Non si conosce neppure il suo vero nome. Se ne sta nel fango, grasso e deforme, e fa fatica a sollevare il corpo. Dante lo incrocia nel terzo cerchio dell’inferno, lì dove stanno i golosi, e non lo riconosce. È lui che si presenta: voi cittadini mi chiamavate Ciacco. Ciacco come una bestemmia. Ciacco il porco. Ciacco che no, non gli bastava mai.
Dante ha solo sfiorato Ciacco. È il passato. È della generazione del padre e come amministratore della città lo condanna. Non infierisce, però. Ne parla quasi con misericordia. Se lo ritroviamo nel sesto canto dell’Inferno, la prima apertura politica della Divina Commedia, è per puntare l’indice contro altro. C’è qualcosa di più insidioso che avvelena la vita pubblica di Firenze. È qualcosa che ancora ci appartiene. È il gioco binario delle due fazioni: guelfi e ghibellini e poi bianchi e neri. L’uno o l’altro, senza riconoscersi, e chi vince prende tutto e chi perde è fuori. Non c’è diritto di cittadinanza per gli sconfitti. C’è solo l’esilio o, se non ti affretti a lasciare i confini, la condanna a morte. L’esilio che sembra un atto di pietà e invece fa di te un ramingo, un senza patria, un miserabile senza più orgoglio, costretto a vivere della benevolenza o del capriccio altrui. È ciò che Dante ha maledetto per tutti i suoi anni.
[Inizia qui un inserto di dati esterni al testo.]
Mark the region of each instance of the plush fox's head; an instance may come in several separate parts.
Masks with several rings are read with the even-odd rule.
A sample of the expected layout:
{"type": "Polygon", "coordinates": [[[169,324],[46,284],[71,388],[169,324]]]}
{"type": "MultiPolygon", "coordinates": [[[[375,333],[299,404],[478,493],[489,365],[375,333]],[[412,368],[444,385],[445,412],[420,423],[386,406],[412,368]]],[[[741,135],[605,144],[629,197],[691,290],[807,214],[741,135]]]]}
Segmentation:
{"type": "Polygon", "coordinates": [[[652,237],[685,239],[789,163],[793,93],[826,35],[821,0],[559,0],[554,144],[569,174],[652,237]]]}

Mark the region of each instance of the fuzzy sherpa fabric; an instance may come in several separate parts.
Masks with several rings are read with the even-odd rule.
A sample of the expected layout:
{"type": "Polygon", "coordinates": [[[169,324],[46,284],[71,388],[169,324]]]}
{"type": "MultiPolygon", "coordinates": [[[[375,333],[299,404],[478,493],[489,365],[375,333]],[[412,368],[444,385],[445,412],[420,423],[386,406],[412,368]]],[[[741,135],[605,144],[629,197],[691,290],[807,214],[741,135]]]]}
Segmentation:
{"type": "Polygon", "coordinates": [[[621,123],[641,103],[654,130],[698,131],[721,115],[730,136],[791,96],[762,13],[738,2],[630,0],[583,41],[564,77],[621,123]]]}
La sua Firenze è in metamorfosi. È ricca. È dinamica. È moderna. È città di banche e mercanti, che fanno base lì, ma si muovono in Europa e nel Mediterraneo, con filiali e alleanze che tracciano le strade del mondo. Il cuore di questo sistema è il fiorino. È la moneta di ventiquattro carati d’oro che su una faccia riproduce il giglio e sull’altra il volto di Giovanni Battista. Non è più la Firenze di cento anni prima, quello circoscritta dentro le mura antiche. Allora a contare erano solo i magnates, i “grandi”, come venivano chiamati in volgare. Erano le famiglie importanti, quelli di cui conoscevi i nonni dei nonni. Abitavano i palazzi con torri, avevano terre e rendite, clientele e guardie private. In guerra potevano permettersi i cavalli e in pace si vestivano da cavalieri, rimarcando il loro stato sociale. Poi sono arrivati i nuovi ricchi, i nuovi potenti. I ghibellini, che tifano l’imperatore, sono sconfitti. È la prima diaspora. È l’accusa di eresia che colpisce Farinata degli Uberti. Ma cosa divide i vincitori? I guelfi sono bianchi e neri per un conflitto di aristocrazie, la nuova contro la vecchia. I Cerchi, famiglia emergente, sono bianchi. I Donati sono neri. I Cerchi si vestono da innovatori e rivendicano le ragioni del popolo. Il popolo, però, non sono loro. I Donati sono prepotenti e disprezzano chiunque non sia alla loro altezza. Quasi nessuno. Gli Alighieri in questa storia cercano un posto dove non stare troppo scomodi. Sono conosciuti, bene o male rispettati, ma pesano fino a un certo punto. Dante si schiera con i bianchi. Non è che ami particolarmente i Cerchi. Trova ancora più irritanti i Donati. Non è di certo un’estremista, ma si assume le sue responsabilità. Se sta lì è per l’affetto che lo lega a Guido Cavalcanti, ma finirà per deludere perfino lui. Sarà proprio Ciacco a profetizzare nella finzione letteraria la caduta dei bianchi e il suo esilio. È di fatto la fine del Dante politico di professione. Non sarà neppure più un uomo di parte. Sarà un guelfo senza Papa e un bianco senza famiglia. La sua vendetta in fondo è proprio la Commedia. Tutti quelli che lo hanno deluso o tradito finiranno all’Inferno e Bonifacio VIII, il Pontefice che cambia le sorti di Firenze, verrà dannato per sempre nella memoria dei posteri.